Им было хорошо? Нет, превосходно. Солас выглядел так, будто бы Тревельян — только его и никак иначе, и каждый раз, с каждым сильным движением бедер это доказывал. Он понимал, чего ей хочется, предвосхищая каждую безмолвную просьбу, что проступала в ее глазах. И упоенно слушал, как та силится сказать хоть что-то — и как ее голос тонет в накатывающих волнах жара.

Он то внимательно рассматривал лицо Фреды, забавно жмурящейся от возбуждения, то сам закрывал глаза и давал волю эмоциям. Даже так он позволял себе немного, но Фредерике доставался еще один поцелуй — в губы, в шею, в каштановые волосы, — или же красивое обращение на его родном языке, горячо щекотавшее ухо леди Тревельян. А когда он приник к ее груди, то Фреда так и выгнулась под ним, перейдя на рваные выкрики:

— Солас!.. Солас!

Больше никаких долгих, томительных игр, никаких дразнящих касаний. Этого стало недостаточно, когда чистое желание проникло в самые потаенные уголки души. Зато всеми силами окунать друг друга в удовольствие, ласкаться дико, самозабвенно — в этом они нуждались, и потому ноги Фреды оплели его тело, а горячий рот Соласа по очереди ловил ее острые вздрагивающие соски, и их перекатывал кончик его языка. Главным же оставалось то, как тесно и глубоко она его чувствовала и какой жаркой, скользкой была внутри.

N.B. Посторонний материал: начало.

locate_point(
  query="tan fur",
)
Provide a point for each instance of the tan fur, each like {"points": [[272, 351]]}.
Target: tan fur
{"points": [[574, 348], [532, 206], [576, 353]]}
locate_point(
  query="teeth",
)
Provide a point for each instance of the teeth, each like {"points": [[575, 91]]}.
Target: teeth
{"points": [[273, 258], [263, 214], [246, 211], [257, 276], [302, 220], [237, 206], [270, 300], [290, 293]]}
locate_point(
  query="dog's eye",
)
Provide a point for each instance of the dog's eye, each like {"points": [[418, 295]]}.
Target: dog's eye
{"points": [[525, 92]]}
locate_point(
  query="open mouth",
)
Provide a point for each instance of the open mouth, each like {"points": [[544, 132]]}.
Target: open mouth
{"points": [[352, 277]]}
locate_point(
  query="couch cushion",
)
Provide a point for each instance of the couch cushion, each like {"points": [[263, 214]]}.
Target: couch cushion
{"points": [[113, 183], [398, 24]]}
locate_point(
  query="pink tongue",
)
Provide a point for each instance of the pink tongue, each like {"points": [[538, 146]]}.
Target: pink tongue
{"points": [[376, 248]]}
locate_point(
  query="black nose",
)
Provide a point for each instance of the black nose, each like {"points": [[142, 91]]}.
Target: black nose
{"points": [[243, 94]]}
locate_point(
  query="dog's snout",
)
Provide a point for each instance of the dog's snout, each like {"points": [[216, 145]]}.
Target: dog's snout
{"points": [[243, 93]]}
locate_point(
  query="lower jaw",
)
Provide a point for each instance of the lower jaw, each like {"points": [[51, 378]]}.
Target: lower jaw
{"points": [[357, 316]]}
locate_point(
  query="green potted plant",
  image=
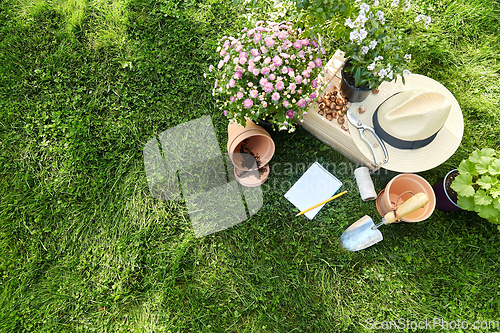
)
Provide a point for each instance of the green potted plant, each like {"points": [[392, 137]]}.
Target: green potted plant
{"points": [[268, 72], [378, 38], [478, 184]]}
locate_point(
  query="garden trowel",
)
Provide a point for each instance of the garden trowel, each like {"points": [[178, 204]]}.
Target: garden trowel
{"points": [[364, 233]]}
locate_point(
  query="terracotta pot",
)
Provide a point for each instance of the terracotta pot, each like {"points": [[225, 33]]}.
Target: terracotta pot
{"points": [[400, 184], [443, 200], [352, 93], [259, 142]]}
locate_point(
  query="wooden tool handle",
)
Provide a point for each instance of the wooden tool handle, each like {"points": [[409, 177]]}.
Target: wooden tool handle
{"points": [[419, 200]]}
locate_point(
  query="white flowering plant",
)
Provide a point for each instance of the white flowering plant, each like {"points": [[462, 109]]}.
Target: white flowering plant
{"points": [[377, 39], [267, 73]]}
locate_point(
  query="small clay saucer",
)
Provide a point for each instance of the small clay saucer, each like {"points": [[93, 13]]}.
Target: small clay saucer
{"points": [[249, 178]]}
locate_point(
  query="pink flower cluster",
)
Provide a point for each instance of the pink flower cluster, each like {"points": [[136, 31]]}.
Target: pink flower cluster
{"points": [[267, 71]]}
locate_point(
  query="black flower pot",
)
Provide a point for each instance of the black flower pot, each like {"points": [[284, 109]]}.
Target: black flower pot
{"points": [[352, 93], [443, 200]]}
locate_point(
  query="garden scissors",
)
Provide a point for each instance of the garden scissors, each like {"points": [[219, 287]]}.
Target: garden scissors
{"points": [[361, 128]]}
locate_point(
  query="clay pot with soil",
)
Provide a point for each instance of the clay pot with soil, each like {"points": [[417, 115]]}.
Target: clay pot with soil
{"points": [[446, 197]]}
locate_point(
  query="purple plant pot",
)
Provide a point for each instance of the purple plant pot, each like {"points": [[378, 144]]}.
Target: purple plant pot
{"points": [[443, 200], [352, 93]]}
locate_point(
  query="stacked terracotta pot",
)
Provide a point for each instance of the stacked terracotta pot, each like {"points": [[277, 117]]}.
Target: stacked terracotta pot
{"points": [[250, 148]]}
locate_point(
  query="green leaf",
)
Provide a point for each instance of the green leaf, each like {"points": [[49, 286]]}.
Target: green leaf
{"points": [[486, 182], [357, 75], [483, 165], [463, 185], [475, 156], [466, 203], [494, 168], [467, 166], [482, 198], [487, 211], [496, 203]]}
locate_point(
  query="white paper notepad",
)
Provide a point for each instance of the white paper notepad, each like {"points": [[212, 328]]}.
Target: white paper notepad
{"points": [[315, 185]]}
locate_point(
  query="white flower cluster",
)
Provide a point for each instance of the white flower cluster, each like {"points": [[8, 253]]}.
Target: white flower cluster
{"points": [[426, 19], [270, 72]]}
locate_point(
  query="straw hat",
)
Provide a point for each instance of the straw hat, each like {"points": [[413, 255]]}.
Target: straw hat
{"points": [[420, 122]]}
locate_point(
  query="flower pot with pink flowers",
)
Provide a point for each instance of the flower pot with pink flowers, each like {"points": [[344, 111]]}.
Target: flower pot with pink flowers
{"points": [[268, 72]]}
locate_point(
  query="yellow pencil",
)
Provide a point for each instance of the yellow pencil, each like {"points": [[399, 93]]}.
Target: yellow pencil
{"points": [[322, 202]]}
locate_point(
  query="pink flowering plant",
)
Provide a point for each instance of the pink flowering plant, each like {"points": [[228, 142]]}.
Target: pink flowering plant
{"points": [[267, 73], [377, 37]]}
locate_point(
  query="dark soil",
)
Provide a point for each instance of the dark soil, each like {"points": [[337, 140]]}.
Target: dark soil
{"points": [[451, 193], [248, 162]]}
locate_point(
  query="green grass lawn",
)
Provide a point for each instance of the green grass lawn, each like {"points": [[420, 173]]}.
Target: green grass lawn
{"points": [[84, 247]]}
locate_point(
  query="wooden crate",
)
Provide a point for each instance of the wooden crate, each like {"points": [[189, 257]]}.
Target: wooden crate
{"points": [[330, 132]]}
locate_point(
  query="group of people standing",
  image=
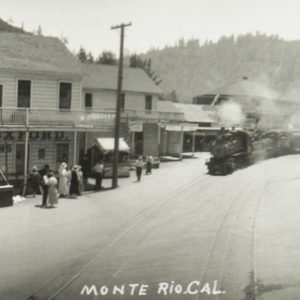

Солас сказал ей об этом: беззастенчивый шепот овеял нежную кожу, и Фредерика ответила сдавленным стоном. Раскрыть этот звук, сделать несдержанно громким Солас сумел, толкнувшись в нее грубее. Возможно, в другое время он бы не узнал сам себя, настолько всецело поглощенного женщиной, которая алчно прижимала его к себе и отзывалась на малейшие ласки. То, с каким придыханием она повторяла его имя, заставляло Соласа распаляться все больше: его движения становились чаще и резче, и чувствовалось, что он теряет последний контроль над собой.

И он был близко, и Фреда совсем оторвалась от реальности: ее неожиданно тихое «да, да, да…» ускорялось, как и ритм его бедер, оглушало разум сильнее, чем самые страстные вопли. Дуга-позвоночник, напружинившиеся плечи, ладонь, что беспорядочно гладила Соласа — Фредерика совершенно забылась в своем желании и закрыла глаза…

Короткий всхлип — и лицо ее разом очистилось от напряжения, блаженство волной омыло эти черты. Ее хватило лишь на выдохи, не на вдохи. Солас же ощутил ее оргазм собственным телом, мокрым от выступившей испарины.

Он жалел об одном: почему нельзя слиться целиком и воедино, почему физические оболочки позволяют вознестись к наслаждению, но не соединиться так, как хотелось бы… Это эгоистично и неправильно… но они были здесь. И Фреда под ним. Ее била электрическая дрожь, над верхней губой, словно роса, блестела капелька пота.

Солас сдался на милость нахлынувшей эйфории, окончательно теряя связь с внешним миром из-за того, какой узкой и влажной была Фредерика. Но даже теперь он нашел в себе силы поцеловать ее висок. Беспричинно. Маленький личный каприз, только и всего.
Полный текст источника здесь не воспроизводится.